Zuri sat by a dusty porch step, the view give her just the right words for her speech at the 4th Biennial Global Immigration advocacy Conference tomorrow. Her fingers began to tap at her tab screen; “There is a cult of narcissism in the human race, and there always has been. The whit of self-interest has been a constant thread winding its way through our political and cultural life, nurtured by the false notion that building boarders, barricades and walls would keep us safe. Why can’t we weather the storms together as nature would have us do; either in a v formation like migrating birds or the Serengeti wildebeest in their clusters every year. We have chosen to be bound by national creeds and flags forgetting we are all part of the same ecosystem. We should transcend beyond all limitations and embrace living together in peace, no borders, no prejudice. There is a call for a regime of nearly complete freedom of migration worldwide, with rare exceptions for preventing terrorism or the spread of contagious disease. Borders would still exist in such a world, but as jurisdictional boundaries rather than as barriers to human movement. Ending migration controls in this way would increase liberty, reduce global poverty, and accelerate economic growth. But more fundamentally, it would challenge the right of governments to regulate migration on the arbitrary grounds of sovereignty.”

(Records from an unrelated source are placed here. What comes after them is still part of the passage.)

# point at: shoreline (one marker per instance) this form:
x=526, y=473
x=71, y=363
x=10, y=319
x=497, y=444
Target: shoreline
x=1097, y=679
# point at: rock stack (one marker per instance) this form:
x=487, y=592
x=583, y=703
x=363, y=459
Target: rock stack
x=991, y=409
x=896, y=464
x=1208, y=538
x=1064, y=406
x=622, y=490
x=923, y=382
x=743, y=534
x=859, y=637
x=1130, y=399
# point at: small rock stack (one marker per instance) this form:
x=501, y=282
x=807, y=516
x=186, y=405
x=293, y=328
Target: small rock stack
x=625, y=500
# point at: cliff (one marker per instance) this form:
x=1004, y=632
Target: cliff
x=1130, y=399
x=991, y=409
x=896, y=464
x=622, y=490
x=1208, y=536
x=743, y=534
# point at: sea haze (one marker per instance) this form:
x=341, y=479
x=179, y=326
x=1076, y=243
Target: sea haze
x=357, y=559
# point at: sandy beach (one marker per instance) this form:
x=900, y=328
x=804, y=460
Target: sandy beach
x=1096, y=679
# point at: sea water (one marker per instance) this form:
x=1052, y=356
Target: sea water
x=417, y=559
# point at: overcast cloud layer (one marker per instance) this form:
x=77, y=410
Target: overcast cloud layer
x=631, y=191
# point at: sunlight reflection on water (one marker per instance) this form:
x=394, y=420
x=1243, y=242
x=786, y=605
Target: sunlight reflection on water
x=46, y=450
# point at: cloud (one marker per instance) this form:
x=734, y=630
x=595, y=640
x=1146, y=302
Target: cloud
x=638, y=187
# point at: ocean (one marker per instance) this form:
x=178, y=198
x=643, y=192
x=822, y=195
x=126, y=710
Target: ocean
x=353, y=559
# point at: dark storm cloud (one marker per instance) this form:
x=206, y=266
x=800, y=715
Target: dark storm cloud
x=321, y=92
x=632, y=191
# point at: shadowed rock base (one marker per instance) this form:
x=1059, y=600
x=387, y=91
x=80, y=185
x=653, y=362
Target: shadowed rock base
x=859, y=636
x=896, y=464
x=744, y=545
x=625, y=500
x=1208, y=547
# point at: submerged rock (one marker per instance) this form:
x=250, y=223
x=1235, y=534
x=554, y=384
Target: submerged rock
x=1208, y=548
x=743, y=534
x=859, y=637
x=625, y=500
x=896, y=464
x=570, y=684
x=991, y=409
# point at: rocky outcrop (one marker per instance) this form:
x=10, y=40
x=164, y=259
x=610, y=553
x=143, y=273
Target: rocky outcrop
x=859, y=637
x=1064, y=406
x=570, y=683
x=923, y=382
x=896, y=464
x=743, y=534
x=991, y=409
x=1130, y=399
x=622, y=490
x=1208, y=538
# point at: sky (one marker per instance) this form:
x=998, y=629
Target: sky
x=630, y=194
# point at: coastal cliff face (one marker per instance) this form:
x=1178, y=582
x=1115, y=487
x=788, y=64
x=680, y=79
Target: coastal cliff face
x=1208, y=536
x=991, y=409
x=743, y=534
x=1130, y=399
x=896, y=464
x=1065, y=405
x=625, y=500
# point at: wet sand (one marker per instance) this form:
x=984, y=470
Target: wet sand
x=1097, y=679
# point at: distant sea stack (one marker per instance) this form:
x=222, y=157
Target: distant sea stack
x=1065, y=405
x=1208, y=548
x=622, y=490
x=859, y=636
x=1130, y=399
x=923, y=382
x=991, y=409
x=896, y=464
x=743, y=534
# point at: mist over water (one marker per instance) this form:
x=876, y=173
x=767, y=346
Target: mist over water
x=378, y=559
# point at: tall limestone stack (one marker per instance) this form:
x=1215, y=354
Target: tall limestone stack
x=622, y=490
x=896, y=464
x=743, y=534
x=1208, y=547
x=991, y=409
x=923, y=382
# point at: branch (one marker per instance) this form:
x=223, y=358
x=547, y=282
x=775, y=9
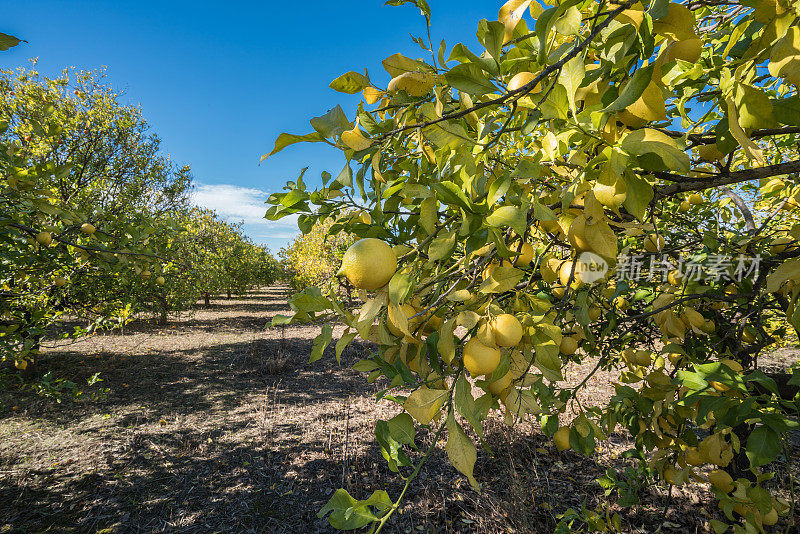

After many clicks and little thumps, Zuri was thankful for another chance to make the world a better place. Again, she stared at the souls on the street walls; her heart demanding a hearing, a chance to render the static of emotion into colours and form, into something that can speak her truth.
“We should transcend beyond all limitations and embrace living together in peace, no borders, no prejudice.”